Kritik Terhadap Rencana Penjualan Saham Terus Bermunculan
Selain mendapatkan perhatian dari AFC, rencana ini juga mendatangkan kritik dari beberapa tokoh sepak bola internasional dan berbagai organisasi olahraga. Beberapa pihak berpendapat bahwa Piala Dunia adalah simbol sepak bola dunia yang seharusnya tidak dipadukan dengan kepentingan investasi swasta. Kekhawatiran lain muncul mengenai kemungkinan adanya peningkatan fokus pada bisnis yang dianggap dapat mempengaruhi nilai sejarah dan identitas dari kompetisi tersebut. Beberapa kelompok juga mempertanyakan seberapa transparan proses pembuatan proposal. Karena dianggap belum menjelaskan secara rinci struktur perusahaan, cara investasi, dan perlindungan terhadap kepentingan asosiasi anggota. Meskipun demikian, ada juga pandangan yang menyebutkan bahwa pembentukan perusahaan baru bisa membuka peluang dana yang lebih besar jika tetap dalam pengawasan FIFA. Perbedaan pandangan tersebut menunjukkan bahwa usulan ini masih perlu dibahas lebih dalam. Untuk mencapai kesepakatan di antara semua pemangku kepentingan sepak bola internasional.
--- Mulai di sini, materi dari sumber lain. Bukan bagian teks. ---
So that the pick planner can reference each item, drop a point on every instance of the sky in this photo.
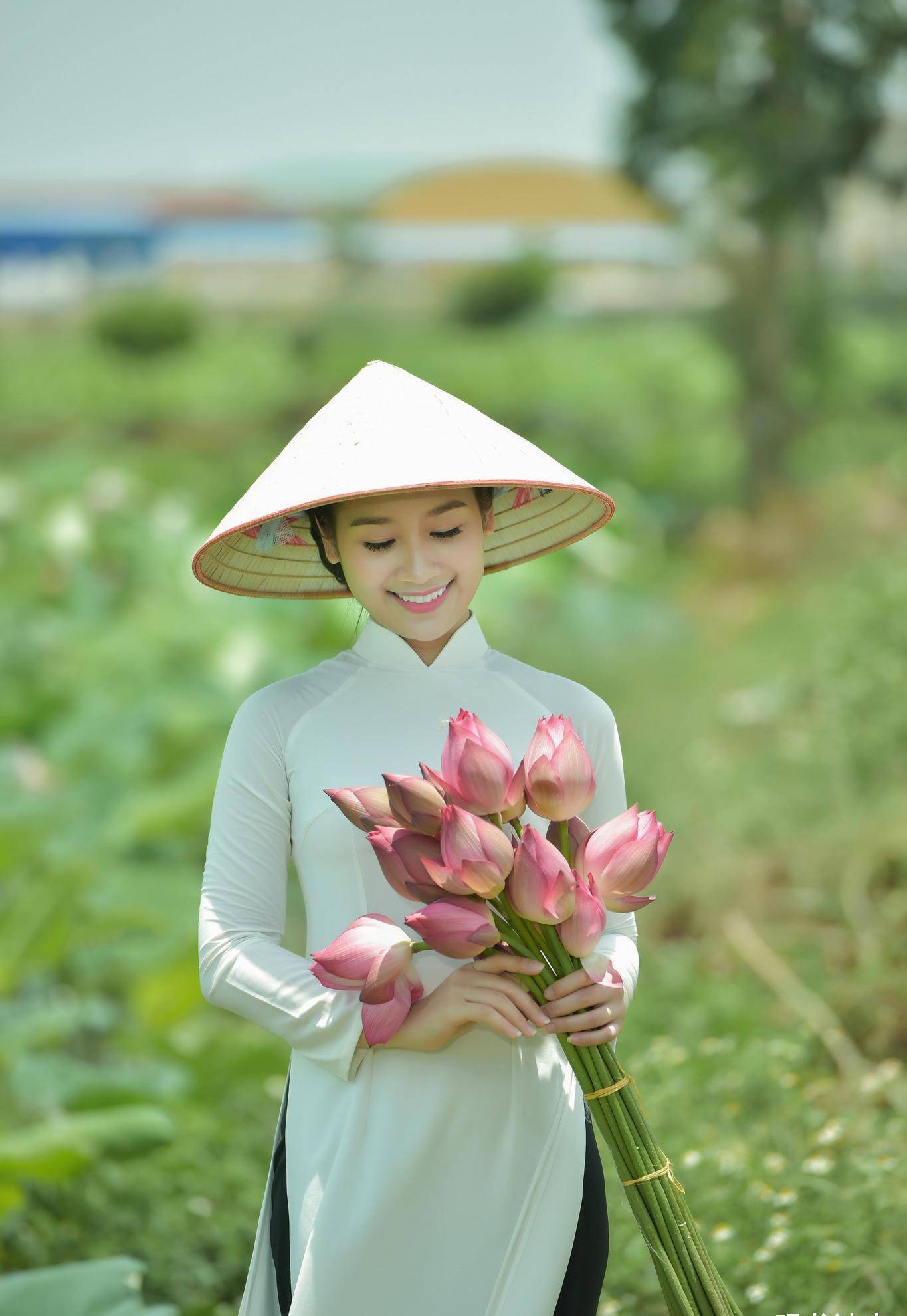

Tujuan FIFA Meningkatkan Pendanaan Sepak Bola Global
FIFA menjelaskan bahwa pembentukan perusahaan komersial baru ditujukan untuk memperkuat kemampuan organisasi dalam mengumpulkan pendapatan jangka panjang. Dana tambahan dari investor diharapkan dapat digunakan untuk mengembangkan program sepak bola di berbagai daerah, meningkatkan dukungan kepada asosiasi anggota, membantu penyelenggaraan turnamen internasional. Namun, FIFA menegaskan bahwa semua kebijakan masih dalam tahap pembahasan. Sehingga keputusan final mengenai penjualan saham perusahaan baru tersebut belum ada. Di sisi lain, AFC berharap langkah-langkah yang diambil nantinya tetap mengutamakan prinsip transparansi, akuntabilitas, dan kepentingan bersama. Agar Piala Dunia tetap menjadi ajang yang dikelola untuk kemajuan sepak bola dunia, bukan semata-mata sebagai aset bisnis.